La mia angoscia era proprio questa: non avendo una fede a cui aggrapparmi mi lacera il dubbio se questa vita finirà con la mia morte o se esiste un anima, se il nulla avvolgerà tutto di me, ricordi, corpo e soffio vitale e non ricorderò più il minimo particolare o se, in qualche forma, sarò ancora presente nel circolo delle rinascite e delle morti.
Se fossi sicura che a 80 anni (o prima, o dopo)il mio cuore cesserà di battere e tutto finirà, non mi preoccuperò tanto del dolore, del non ricordare ecc, ma vivrò fino ad allora nell'apatia, con nell'anima l'idea che tuttoquello che posso fare o non fare è comunque vano, con una tristezza talmente radicata che poco senso avrebbe fare qualsiasi sforzo per stare meglio....

Che ne pensate?
rain is offline  
Vecchio 31-12-2003, 19.21.26   #40
Mattia
Ospite
 
Data registrazione: 26-11-2003
Messaggi: 12
Grazie a te Knacker! A me piacciono gli scambi di veduta soprattutto con persone che non la pensano come me!

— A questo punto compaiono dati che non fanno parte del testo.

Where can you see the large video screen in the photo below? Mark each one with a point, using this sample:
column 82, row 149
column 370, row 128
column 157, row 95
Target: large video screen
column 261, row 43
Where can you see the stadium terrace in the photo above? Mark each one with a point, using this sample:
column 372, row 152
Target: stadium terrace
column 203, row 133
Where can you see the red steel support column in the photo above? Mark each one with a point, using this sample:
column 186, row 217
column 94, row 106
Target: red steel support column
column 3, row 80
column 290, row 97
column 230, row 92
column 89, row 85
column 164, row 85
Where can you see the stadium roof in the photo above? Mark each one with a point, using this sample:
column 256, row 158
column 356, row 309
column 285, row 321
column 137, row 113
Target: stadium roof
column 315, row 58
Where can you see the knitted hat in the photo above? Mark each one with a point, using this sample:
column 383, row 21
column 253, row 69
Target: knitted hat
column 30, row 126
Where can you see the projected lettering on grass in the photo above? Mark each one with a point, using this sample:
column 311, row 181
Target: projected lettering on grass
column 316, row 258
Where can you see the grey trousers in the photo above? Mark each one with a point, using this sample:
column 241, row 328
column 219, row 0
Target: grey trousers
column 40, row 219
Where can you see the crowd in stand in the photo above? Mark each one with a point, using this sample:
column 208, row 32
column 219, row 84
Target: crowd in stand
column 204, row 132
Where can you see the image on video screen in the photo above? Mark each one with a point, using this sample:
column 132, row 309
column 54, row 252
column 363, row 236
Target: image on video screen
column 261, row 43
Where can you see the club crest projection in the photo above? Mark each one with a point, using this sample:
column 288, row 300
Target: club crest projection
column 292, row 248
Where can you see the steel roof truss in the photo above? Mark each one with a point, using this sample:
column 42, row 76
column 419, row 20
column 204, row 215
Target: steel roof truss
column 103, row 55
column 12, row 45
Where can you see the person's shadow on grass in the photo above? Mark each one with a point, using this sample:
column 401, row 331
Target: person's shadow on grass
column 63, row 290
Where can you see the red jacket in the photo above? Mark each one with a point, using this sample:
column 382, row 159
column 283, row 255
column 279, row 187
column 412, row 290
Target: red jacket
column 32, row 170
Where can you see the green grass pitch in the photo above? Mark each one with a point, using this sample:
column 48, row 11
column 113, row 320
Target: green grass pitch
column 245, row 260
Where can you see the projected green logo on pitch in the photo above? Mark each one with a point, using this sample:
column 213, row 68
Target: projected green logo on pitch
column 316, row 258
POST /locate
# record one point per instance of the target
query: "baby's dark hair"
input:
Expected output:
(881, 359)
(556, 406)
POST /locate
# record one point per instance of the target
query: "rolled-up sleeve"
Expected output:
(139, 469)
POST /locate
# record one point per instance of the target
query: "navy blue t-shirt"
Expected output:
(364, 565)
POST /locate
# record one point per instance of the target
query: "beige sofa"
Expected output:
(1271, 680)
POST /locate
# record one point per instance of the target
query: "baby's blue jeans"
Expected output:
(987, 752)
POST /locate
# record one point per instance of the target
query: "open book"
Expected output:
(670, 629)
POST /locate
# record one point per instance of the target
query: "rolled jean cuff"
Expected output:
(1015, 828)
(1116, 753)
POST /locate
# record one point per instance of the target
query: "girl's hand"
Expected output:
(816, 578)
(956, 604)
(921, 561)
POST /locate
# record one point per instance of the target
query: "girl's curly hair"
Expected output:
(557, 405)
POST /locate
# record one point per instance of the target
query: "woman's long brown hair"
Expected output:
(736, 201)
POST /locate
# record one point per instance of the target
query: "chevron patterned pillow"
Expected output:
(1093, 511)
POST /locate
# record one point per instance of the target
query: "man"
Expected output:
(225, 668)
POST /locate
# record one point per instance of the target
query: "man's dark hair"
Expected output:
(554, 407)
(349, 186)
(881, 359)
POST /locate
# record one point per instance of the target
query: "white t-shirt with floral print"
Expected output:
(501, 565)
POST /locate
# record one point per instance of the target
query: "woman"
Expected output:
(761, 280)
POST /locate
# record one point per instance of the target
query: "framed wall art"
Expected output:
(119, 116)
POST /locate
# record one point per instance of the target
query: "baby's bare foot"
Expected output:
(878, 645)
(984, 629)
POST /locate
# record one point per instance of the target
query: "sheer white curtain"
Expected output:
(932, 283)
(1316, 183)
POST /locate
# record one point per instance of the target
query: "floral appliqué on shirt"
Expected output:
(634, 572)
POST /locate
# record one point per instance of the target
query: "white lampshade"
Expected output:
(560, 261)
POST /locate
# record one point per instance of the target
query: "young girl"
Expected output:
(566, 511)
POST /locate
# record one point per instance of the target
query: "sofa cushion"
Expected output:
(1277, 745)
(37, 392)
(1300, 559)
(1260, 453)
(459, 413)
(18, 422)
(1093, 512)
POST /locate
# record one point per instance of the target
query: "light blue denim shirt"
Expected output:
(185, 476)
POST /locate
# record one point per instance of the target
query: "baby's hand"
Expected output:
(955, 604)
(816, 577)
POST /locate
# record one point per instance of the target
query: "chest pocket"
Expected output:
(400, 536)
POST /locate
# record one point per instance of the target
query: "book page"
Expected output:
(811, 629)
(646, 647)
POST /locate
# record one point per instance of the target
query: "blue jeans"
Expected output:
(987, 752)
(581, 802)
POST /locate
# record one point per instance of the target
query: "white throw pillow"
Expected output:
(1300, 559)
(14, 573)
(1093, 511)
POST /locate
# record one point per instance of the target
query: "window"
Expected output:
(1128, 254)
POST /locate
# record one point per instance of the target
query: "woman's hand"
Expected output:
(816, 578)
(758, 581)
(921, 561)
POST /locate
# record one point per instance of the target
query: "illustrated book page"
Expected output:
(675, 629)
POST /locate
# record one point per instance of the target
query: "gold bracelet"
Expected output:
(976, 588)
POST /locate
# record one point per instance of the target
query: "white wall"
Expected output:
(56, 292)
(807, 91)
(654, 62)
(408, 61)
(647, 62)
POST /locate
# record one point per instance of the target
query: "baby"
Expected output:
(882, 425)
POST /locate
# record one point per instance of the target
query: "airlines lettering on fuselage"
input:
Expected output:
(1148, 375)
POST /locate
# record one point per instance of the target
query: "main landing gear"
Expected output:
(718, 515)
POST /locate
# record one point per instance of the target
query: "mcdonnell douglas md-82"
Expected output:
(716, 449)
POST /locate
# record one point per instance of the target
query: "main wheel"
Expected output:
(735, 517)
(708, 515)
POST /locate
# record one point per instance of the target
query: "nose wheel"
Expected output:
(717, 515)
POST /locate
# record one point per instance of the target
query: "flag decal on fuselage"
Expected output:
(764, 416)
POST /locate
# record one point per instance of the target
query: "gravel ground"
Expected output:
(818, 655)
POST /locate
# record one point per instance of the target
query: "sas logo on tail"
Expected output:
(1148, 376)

Avremo sicuramednte il tempo se vorrai per discuterne ancora.

La base comunque sulla quale in questo argomento partono i miei pensieri e' : se i ricordi sono solo materia , allora anche i ricordi basati sui sentimenti sono materia, ma questi sentimenti che spesso ci lacerano il cuore, o che non ci fanno dormire alla notte, o che ci fanno vegliare su un amico o su un figlio, sono solo materiali? e se si da dove vengono? dalla corteccia cerebrale? dai neuroni?
in parte si e' scientificamente provato, ma non solo....... se fosse cosi le singole sensibilita' sarebbero comuni a tutti, e comunque io non mi sento costituito e formato solo da componenti scientifici ma anche da qualcosa d'altro ed e' li che sono indirizzate le mie ricerche.
Il dovere mi chiama, ti auguro un buon anno ed una buona serata.